Ashevilles First Filipinx Restaurant Neng Jr, is now open

After 18 months of anticipation and curiosity, Asheville’s first Filipino restaurant, Neng Jr., has finally opened, but finding it is proving tricky, especially for those unfamiliar with West Asheville. There is a notice posted on the booking site, “Our front door may be difficult to find.” While the mailing address is 701 Haywood Road – also claimed by creative center Different Wrld – the entrance is actually at the rear of the building. To get there, walk down (literally, it’s a hill) to dead end Jarrett Street, past the colorful Neng Jr. mural and turn left into the driveway, then another left hook into an outdoor alcove, completely bathed in brilliant light. red. The black door is the front door, identified by the restaurant’s logo looping around a red medallion.

No password needed; simply open the door and climb 14 steep steps into a narrow enclosure, also shrouded in red – to the butler’s stand, likely to be occupied by artist and performer Cherry Iocovozzi, who married the designer of Neng , Silver Iocovozzi (née Cousler) on June 10.

Cherry is the well-dressed usher of the dining room, which has just nine seats on the L-shaped banquette and eight 1930s stools at the red-topped bar, which is about six feet from where works Silver. The small, efficient open kitchen is tiled in emerald green, which Silver says is their favorite color. The red is a nod to their mother, Marissa Cousler, whose nickname Neneng was shortened and passed down to Silver and became the name of the restaurant. “My mom’s preferences mostly revolve around luck,” Silver says. “She told me I needed a red counter bar. Red is such a bold color – we used it a lot.

Money in Neng Jr’s kitchen.
Kay West

The dining room walls are serene shades of blue, but the overall inspiration – which includes a rounded glass display case at the end of the counter containing items meaningful to the couple – stems from Silver’s treasured childhood memories of a soda shop they frequented in their small hometown of Apex, North Carolina. A painting on a wall by Drake’s friend Richard Carr depicts an exuberant Marissa and Silver tied together with a yellow ribbon.

“Highly Anticipated” barely scratches the surface of the Ashevillians’ climax since Silver signed the lease in January 2021, driven by a combination of familiarity with their restaurant resume and pop-ups, as well as curiosity about the kitchen.

Silver is excited to showcase the food he grew up with in North Carolina and the Philippines. “What every Filipino knows about Filipino cuisine is that they know their dish is authentic because their mother or uncle made it that way, so it’s authentic for them,” they explain. “Everyone makes the same dish a little differently. I grew up in the South, so I have that influence too. It’s really ‘what do I want people to know about me from my food?’ Overall, I like the simplicity. I don’t want complicated plates or long descriptions.

Simple and complex, on the same dish. Fruit of July, for example, is indeed chunks of summer fruit — white peaches, cantaloupe, and heirloom tomatoes from Lee’s One Fortune Farm — on a plate, with a tangy, spicy seven-ingredient hot sauce.
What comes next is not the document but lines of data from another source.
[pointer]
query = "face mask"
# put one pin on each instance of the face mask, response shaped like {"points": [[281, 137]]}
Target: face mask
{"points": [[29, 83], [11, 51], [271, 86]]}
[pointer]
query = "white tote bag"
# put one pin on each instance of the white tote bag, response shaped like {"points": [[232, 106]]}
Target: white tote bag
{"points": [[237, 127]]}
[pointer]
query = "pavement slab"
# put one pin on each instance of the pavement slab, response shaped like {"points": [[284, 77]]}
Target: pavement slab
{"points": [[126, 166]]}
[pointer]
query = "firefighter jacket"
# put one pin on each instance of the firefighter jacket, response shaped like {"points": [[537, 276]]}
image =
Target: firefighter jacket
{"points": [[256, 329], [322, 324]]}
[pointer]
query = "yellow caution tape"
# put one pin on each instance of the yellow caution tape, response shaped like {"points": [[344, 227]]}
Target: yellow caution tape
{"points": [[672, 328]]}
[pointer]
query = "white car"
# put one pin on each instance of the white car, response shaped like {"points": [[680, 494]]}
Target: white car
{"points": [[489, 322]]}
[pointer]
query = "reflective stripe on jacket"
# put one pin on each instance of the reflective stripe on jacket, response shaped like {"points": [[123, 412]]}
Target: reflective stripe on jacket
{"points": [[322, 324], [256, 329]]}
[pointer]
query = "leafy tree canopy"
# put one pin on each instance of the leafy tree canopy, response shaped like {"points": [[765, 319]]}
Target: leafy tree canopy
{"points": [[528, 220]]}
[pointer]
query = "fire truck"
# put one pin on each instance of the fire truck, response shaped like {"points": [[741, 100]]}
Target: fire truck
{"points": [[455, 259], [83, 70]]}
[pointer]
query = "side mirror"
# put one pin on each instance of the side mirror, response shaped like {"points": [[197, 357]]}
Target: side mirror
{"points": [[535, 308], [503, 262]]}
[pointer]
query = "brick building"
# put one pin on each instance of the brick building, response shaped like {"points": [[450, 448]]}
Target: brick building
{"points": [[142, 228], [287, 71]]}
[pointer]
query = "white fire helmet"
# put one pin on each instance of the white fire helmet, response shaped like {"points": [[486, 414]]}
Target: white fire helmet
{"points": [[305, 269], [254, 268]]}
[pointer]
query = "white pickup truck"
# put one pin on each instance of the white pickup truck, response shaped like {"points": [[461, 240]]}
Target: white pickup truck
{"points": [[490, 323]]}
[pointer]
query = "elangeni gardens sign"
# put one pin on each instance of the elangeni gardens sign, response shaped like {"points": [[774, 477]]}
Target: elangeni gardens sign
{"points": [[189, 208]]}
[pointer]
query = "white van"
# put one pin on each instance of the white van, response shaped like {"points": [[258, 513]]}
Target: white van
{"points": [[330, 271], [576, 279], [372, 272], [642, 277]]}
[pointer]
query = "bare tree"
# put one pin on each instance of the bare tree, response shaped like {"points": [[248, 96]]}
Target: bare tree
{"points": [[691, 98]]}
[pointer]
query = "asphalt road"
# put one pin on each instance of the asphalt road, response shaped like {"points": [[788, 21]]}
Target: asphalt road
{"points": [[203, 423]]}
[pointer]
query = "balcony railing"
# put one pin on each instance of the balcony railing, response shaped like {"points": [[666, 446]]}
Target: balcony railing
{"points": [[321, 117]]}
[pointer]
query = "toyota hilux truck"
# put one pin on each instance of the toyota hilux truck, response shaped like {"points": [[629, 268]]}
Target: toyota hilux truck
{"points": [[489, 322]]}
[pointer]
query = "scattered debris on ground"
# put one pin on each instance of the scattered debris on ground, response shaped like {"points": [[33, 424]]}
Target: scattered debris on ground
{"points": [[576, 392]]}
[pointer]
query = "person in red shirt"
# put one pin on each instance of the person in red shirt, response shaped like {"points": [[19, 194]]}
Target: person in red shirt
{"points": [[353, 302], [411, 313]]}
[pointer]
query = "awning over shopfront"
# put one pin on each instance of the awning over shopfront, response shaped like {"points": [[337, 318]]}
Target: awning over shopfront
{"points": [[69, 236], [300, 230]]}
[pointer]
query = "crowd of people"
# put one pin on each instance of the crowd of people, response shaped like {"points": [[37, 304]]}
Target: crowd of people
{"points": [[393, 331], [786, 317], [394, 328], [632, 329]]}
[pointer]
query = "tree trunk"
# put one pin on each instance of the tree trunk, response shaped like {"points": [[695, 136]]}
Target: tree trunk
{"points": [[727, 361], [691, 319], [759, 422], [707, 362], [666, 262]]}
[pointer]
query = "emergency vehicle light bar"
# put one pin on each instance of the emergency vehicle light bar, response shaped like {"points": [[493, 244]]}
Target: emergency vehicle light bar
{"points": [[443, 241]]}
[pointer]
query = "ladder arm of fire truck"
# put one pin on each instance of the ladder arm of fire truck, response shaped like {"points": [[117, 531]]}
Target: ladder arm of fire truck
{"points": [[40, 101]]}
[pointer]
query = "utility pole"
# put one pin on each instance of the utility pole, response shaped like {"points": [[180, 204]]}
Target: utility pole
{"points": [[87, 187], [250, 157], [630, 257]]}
Pungent, or sour, Silver says, is a descriptor for many Filipino dishes.

The adobo oyster is the diva of the menu – two pristine, brackish, silky raw oysters nestled in their reseda adobo coated shells, topped with the bright yolk of quail eggs dried overnight in brine, wrapped in a rope of two inches of sea grapes, which deliver a deliciously unexpected liveliness on the palate.

Spring onion bistek is available in carpaccio or a four-ounce fillet. The sweetbreads are marinated and poached, tenderized to a velvety texture, then skewered, grilled for a bit of crispiness and served with a fermented barbecue sauce.

The menu is succinct in quantity – a dozen items – and in description. That will also change frequently, Silver says. “I think the menu will have a few basics depending on what people order, but I change quickly and need it. I like this. I have such a personal relationship with going to the market and seeing what’s available and going from there.

All of this makes general manager Q, posted behind the bar, and servers key to diners’ understanding and experience; they answer questions with enthusiasm and knowledge.

Q also mixes Filipino-influenced cocktails like the adobo martini, pandan daiquiri, and Neng’s milk punch, along with non-alcoholic bitter melon shrub and pours from the Cherry Iocovozzi curated wine list. Staff deliver small bowls of salted garlic roasted peanuts with drinks, giving diners something to munch on while playing I Spy with the souvenirs displayed on the shelf above the bar – small animals stuffed animal, an antique tin box, the pleasure of cooking, and the autobiography of Tammy Wynette Stand close to your man from the original collection. In the display case are decks of playing cards, a vintage Playboy magazine with an Anna Nicole Smith dressed in red on the cover and a box of rice harvested in the Philippines with coins for luck.

“Americans are familiar with Italian food, Mexican food, Chinese food,” Silver says, “Filipino food is not only new to Asheville, but it hasn’t hit that traditional avenue even in the big cities. “It’s gotten more attention and exposure over the last six years or so. I think the time is right, and I’m excited to do it here in my city.”